Avec des montées et des descentes de voyageurs en croissance continue, la gare de Libercourt est aujourd’hui l'une des premières gares périphériques de la métropole. Reliant Lille, Lens et Douai en moins de 15 minutes, elle attire chaque jour des centaines d'automobilistes qui quittent le réseau routier engorgé. À l'image du Pôle d'échange métropolitain de Sainte Henriette, labellisé Euralens en 2014, l’objectif est de devenir une plate-forme de référence entre différents modes de transports. Ce positionnement stratégique nécessite bien évidemment des aménagements importants. Un parking paysager de 150 places sera réalisé, ainsi que des voies dédiées aux bus du réseau du Syndicat Mixte des Transports Artois-Gohelle.

Un enjeu économique, urbain …

Si de nombreux espaces urbains ont été aménagés et/ou réaménagés grâce à la construction de gares TGV, les reconfigurations entreprises autour de gares TER sont beaucoup plus rares. L’Éco-pôle gare de Libercourt n’en n’est que plus inédit et plus original. L'objectif est à la fois d'attirer des investisseurs et de recréer une véritable centralité au sein de la commune. Actuellement le centre-ville et la gare sont édifiés de part et d’autre de la voie ferrée, coupant la ville en deux et laissant place à des terrains vagues et des friches industrielles. Ces espaces délaissés représentent une surface impressionnante, de l’ordre de 12 hectares.

… et social

La couture urbaine s’effectuera grâce à l’implantation de diverses fonctions nécessaires à l’animation sociale d’une ville : 182 logements, une grande surface, des commerces de proximité et des services. Une première action de solidarité originale a d’ores et déjà été réalisée avec la mise en place au sein de la gare du PIMMS (Point d’Information Médiation Multiservices) : une maison de services qui a pour mission d’écouter et d’aider le public à régler des problèmes de la vie quotidienne.

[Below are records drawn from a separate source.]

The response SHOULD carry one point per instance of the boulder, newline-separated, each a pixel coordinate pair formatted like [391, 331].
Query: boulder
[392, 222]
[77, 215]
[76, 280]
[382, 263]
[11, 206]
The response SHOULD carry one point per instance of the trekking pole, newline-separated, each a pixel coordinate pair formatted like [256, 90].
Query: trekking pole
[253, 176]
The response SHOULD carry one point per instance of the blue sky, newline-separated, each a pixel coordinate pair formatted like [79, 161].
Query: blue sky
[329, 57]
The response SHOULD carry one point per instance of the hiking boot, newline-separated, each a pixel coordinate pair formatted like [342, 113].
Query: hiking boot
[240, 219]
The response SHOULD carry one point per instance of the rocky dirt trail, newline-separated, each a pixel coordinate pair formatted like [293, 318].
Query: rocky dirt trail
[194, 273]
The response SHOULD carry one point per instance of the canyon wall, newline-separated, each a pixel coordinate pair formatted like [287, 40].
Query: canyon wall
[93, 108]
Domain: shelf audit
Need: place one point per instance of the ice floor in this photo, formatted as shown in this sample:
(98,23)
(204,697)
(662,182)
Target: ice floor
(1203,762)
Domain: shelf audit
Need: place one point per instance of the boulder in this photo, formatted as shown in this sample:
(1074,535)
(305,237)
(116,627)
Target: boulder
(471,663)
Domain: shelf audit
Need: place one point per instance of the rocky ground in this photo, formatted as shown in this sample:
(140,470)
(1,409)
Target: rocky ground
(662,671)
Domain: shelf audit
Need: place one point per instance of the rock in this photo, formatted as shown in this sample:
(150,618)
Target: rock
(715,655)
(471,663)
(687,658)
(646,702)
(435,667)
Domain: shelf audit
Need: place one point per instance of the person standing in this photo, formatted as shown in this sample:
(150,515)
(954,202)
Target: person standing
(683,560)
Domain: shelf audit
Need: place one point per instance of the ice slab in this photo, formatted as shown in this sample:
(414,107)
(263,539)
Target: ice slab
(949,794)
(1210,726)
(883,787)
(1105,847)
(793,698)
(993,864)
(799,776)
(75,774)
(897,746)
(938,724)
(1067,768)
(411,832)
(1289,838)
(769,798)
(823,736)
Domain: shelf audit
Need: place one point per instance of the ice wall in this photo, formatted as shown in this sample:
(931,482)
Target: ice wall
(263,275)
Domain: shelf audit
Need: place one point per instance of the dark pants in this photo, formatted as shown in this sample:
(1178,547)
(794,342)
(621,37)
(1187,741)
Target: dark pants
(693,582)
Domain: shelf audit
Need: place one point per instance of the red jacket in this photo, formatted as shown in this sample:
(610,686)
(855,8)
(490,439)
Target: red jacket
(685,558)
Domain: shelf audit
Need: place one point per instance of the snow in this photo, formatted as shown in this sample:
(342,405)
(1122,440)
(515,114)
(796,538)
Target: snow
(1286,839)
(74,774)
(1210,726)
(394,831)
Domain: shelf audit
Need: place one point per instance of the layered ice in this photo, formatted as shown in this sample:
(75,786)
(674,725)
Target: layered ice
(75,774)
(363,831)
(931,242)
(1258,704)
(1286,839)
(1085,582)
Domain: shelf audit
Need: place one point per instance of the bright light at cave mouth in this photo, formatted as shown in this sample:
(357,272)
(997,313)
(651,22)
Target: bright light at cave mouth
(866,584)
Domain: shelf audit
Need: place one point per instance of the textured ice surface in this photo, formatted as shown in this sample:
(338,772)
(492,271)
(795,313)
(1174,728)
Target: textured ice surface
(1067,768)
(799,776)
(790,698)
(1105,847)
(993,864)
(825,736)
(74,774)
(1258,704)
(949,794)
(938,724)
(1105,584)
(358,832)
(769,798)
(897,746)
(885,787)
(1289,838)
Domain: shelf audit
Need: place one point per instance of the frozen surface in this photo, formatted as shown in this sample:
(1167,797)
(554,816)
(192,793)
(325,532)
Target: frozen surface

Ce grand projet va donc rendre la commune plus attractive en participant à la mutation du territoire. Les choix esthétiques ne sont d'ailleurs pas en reste : le parti pris paysager, notamment, s’articule autour du respect et de la mise en valeur du patrimoine.

ATOUTS

Forte de 12 hectares de friches et d'une gare en plein essor desservant, en moins de 15 minutes, trois pôles d’activité majeurs (Lille, Lens, Douai), la commune de Libercourt possède les clés nécessaires à la recomposition d’un centre-ville moderne capable d’incarner la mutation du territoire.
Avec le développement du ferroviaire régional et face à un trafic automobile saturé, l’Éco-pôle gare de Libercourt peut devenir un site majeur d’activités de services et un point de contact idéal entre la métropole lilloise et le Bassin minier.

Chiffres clés

La gare de Libercourt aujourd'hui :

 

  • c'est près de 3 000 montées/descentes de passagers par jour
  • se classe au 12ème rang des gares du Nord-Pas de Calais

 

 

 

Points de repères

 

Maîtrise d’œuvre pour la ville de Libercourt

AREP (juillet 2007)

Mission d’expertise environnementale, évaluation, communication

Agence Houyez (février 2013)

Mission d’architecte conseil

Cap projet, Autrement Dit (2014)

Concessionnaire d’aménagement

SAEM Territoires 62

 

Superficie de la parcelle

ZAC de 12 ha

Surface de plancher

14500 m2

 

Montant de l’opération

8 557 290 euros HT

État du plan de financement

Participation Communauté d’agglomération Hénin Carvin : 2 118 886 euros

Subventions (Europe, Région, Conseil départemental du Pas-de-Calais, État, Agence de l’eau…) : 3 614 468 euros

Cessions foncières : 2 822 305 euros.